The lobster population in the Gulf of Maine has been doing quite well in recent years, which is why I can get chicken lobsters for $4 a pound or sometimes even less! But this seems to be a short-term trend; the warming north Atlantic has pretty much killed off lobsters south of Cape Cod, and the Portland Press-Herald reports that scientists think the population in the rest of the gulf has peaked and could fall at least 40 percent in coming decades:
“In our model, the Gulf of Maine started to cross over the optimal water temperature for lobster sometime in 2010, and the lobster population peaked three or four years ago,” said Andrew Pershing, GMRI’s chief scientific officer and one of the authors of the study. “We’ve seen this huge increase in landings, a huge economic boom, but we are coming off of that peak now, returning to a more traditional fishery.”
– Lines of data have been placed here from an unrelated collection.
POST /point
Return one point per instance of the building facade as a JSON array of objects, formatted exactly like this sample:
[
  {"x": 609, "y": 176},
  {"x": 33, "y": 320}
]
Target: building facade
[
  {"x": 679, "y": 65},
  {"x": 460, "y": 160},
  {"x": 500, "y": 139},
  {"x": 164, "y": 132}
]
Industry leaders have been girding themselves for a decline in landings ever since the recent boom began. While not everybody believes the decline will happen that fast or fall so much, most lobstermen admit the impact that warming water has had on their fishery, said Dave Cousens, the president of the Maine Lobstermen’s Association. It drove up landings by pushing lobsters into the Gulf of Maine, and over time it will drive lobsters out to colder offshore waters or the Canadian Maritimes, he said.
It’s a good piece. The Press-Herald covers the lobster industry really, really well. Plus, it’s got an awesome photo of a diver with a gigantic lobster.